Maybe you like to watch sports or listen to rock music while you are on the treadmill, but I prefer to pace myself with Wheel of Fortune. Jogging in place while the wheel clicks away gives me time to think about the important things in life. Things like "why is this asshole buying a vowel when he must know the answer" and "you're spinning?! But you've got 12 grand in the bank and there's only one goddamn consonant left!!"
In fact, since Wheel of Fortune is a game, I've decided that it must have a definite optimal solution. Consider the puzzle below, one which I imagine even the reddest red state moron would be able to tease out:
One vowel, 2 Bs, an L, a C, and a K are left. You've already got $8,000 in the bank, including an all expenses paid vacation to the Sandals resort in Jamaica and a shopping spree on Etsy.com to spend on
human centipede merchandise. Do you spin or solve?
It really comes down to how much risk you can tolerate. Based on
this wheel, and assuming that the probability of landing on each spot is equal and that the Lose a Turn spot is essentially the same thing as the Bankrupt slot (the guy with the lifetime NRA membership next to you is DEFINITELY solving this puzzle), we can calculate the expected value of your next spin. Then we can make a chart. That chart looks like this:
In this context, a singleton is a letter of which there is only one, i.e. the C, L, and K. The twofer is the letter of which there are multiples, i.e. the B. The twofer has a higher expected value because you get money for each instance of the letter appearing in the puzzle.
In our example, even if you have $8,000 in the bank, a spin with a twofer in the board will net you an average value of nearly $700.

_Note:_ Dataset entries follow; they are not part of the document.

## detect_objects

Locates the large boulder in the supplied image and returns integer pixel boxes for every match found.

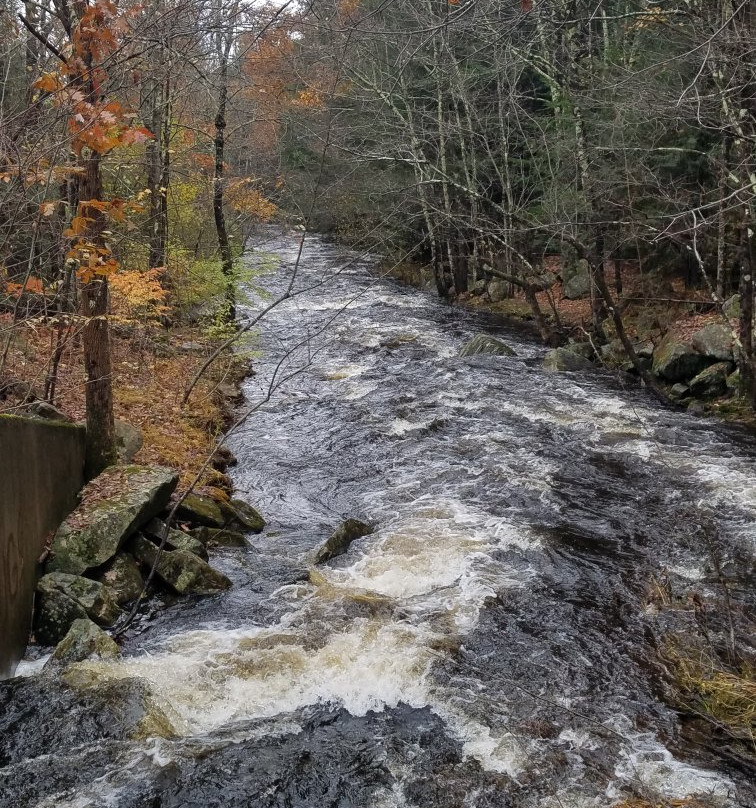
[459,334,517,356]
[315,519,373,564]
[220,498,265,533]
[651,333,711,382]
[176,494,226,527]
[543,345,593,371]
[97,553,144,604]
[142,519,207,561]
[130,536,231,595]
[562,258,591,300]
[52,618,121,662]
[34,572,121,645]
[691,323,734,362]
[47,466,178,575]
[689,362,732,398]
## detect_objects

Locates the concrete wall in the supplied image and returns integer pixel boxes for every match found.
[0,415,86,678]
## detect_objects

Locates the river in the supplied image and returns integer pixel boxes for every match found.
[0,230,756,808]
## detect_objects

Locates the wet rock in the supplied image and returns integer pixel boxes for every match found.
[543,345,593,371]
[651,333,711,382]
[220,498,265,533]
[691,323,734,362]
[176,494,226,527]
[690,362,732,398]
[486,281,509,303]
[52,618,121,662]
[314,519,374,564]
[192,527,249,547]
[97,553,144,604]
[47,466,178,575]
[459,334,517,356]
[143,519,207,561]
[562,258,591,300]
[669,382,690,399]
[115,418,144,463]
[34,572,121,645]
[131,536,231,595]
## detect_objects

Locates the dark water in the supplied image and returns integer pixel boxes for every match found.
[0,232,756,808]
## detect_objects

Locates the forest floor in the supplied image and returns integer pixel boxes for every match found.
[0,314,250,498]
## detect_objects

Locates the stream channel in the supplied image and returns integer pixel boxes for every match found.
[0,230,756,808]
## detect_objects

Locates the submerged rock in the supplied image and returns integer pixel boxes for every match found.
[691,323,734,362]
[52,618,121,662]
[143,519,207,561]
[176,494,226,527]
[220,498,265,533]
[97,553,144,604]
[543,345,593,371]
[315,519,374,564]
[192,527,249,547]
[690,362,732,398]
[34,572,121,645]
[459,334,517,356]
[131,536,231,595]
[651,333,711,382]
[47,466,178,575]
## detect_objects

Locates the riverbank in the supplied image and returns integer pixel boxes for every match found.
[0,322,250,492]
[386,261,756,429]
[380,256,756,780]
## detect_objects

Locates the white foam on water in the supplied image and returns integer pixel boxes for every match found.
[14,654,52,676]
[70,619,432,735]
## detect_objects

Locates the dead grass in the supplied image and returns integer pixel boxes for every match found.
[663,638,756,754]
[0,321,239,492]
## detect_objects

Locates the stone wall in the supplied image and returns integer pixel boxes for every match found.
[0,415,86,678]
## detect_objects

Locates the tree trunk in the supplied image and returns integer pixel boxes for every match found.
[213,52,236,323]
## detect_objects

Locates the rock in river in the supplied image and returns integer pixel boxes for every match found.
[52,618,121,662]
[47,466,178,575]
[651,333,711,382]
[690,362,732,398]
[34,572,121,645]
[130,536,231,595]
[543,345,593,370]
[315,519,373,564]
[459,334,517,356]
[176,494,226,527]
[97,553,144,604]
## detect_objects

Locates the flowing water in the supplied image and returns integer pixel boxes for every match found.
[0,231,756,808]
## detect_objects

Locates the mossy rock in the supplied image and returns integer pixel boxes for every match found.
[52,618,121,662]
[47,466,178,575]
[131,536,231,595]
[176,494,226,527]
[314,519,374,564]
[690,362,732,398]
[192,527,249,547]
[97,553,144,604]
[143,519,207,561]
[691,323,734,362]
[543,344,593,371]
[651,333,711,382]
[34,572,122,645]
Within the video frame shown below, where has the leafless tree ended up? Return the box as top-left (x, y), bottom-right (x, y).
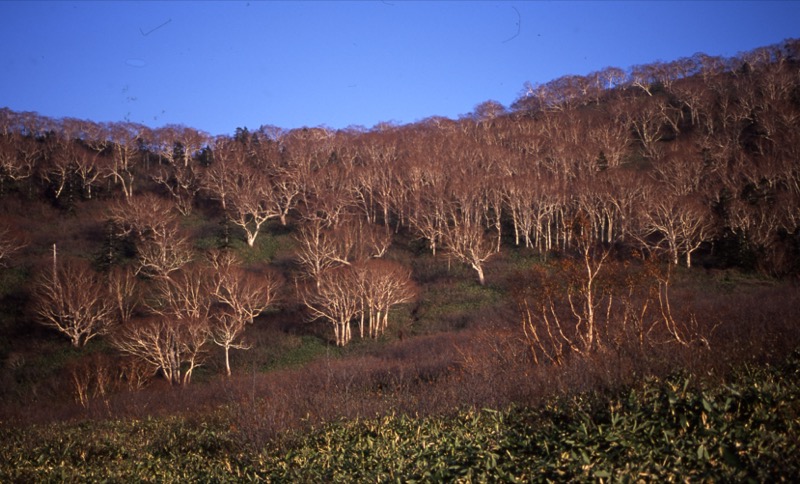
top-left (210, 252), bottom-right (280, 376)
top-left (301, 266), bottom-right (361, 346)
top-left (33, 255), bottom-right (114, 348)
top-left (354, 259), bottom-right (416, 338)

Now: is there opportunity cost associated with solving? That is, by solving now, not only do I lose the value of this spin, but of all future spins. Consider the example above again, except start with only $5,000 in the bank. The average value of that spin was $921, because I was risking much less money on a bankrupt or lose a turn spot. There are still letters left. What is the value of those future spins?
On Spin 1, I start with $5,000, and the average value of my spin, because there is a twofer left, is $921. However, if I want to know the value of future spins, that presumes that I did not land on the bankruptcy spots; i.e., the starting value of future spins is not $5,921, but rather the average value of all non-bankruptcy spots on the wheel, which is $730 (or $1,460 with a twofer).
On Spin 2, I would theoretically start with an average of $6,460, and only have singletons left. The average value of that spin is only $130. Additionally, my leveraging (that is the ratio of money I'm risking to money I'm potentially earning) goes from a reasonable 5.4:1 to an absurd 50:1!
Here's how the value of the second spin changes with money in the bank, assuming you will use the twofer on your first spin:
This graph shows that, with anything about $2,000 in the bank, you become what I would consider over-leveraged on your spin (greater than 10:1) and with more than $6,000 in the bank, your bet becomes a loser. It also shows that, in most cases, there is little to no opportunity cost lost unless there are multiple twofers or higher left in the puzzle once you've solved it.
This confirms the strategy that I've long assumed to be correct on the show: once you've determined the answer to the puzzle, you keep going until there are only singletons left or you exceed $10,000 in the bank, whichever comes first. Wheel of Fortune: SOLVED. Next, please.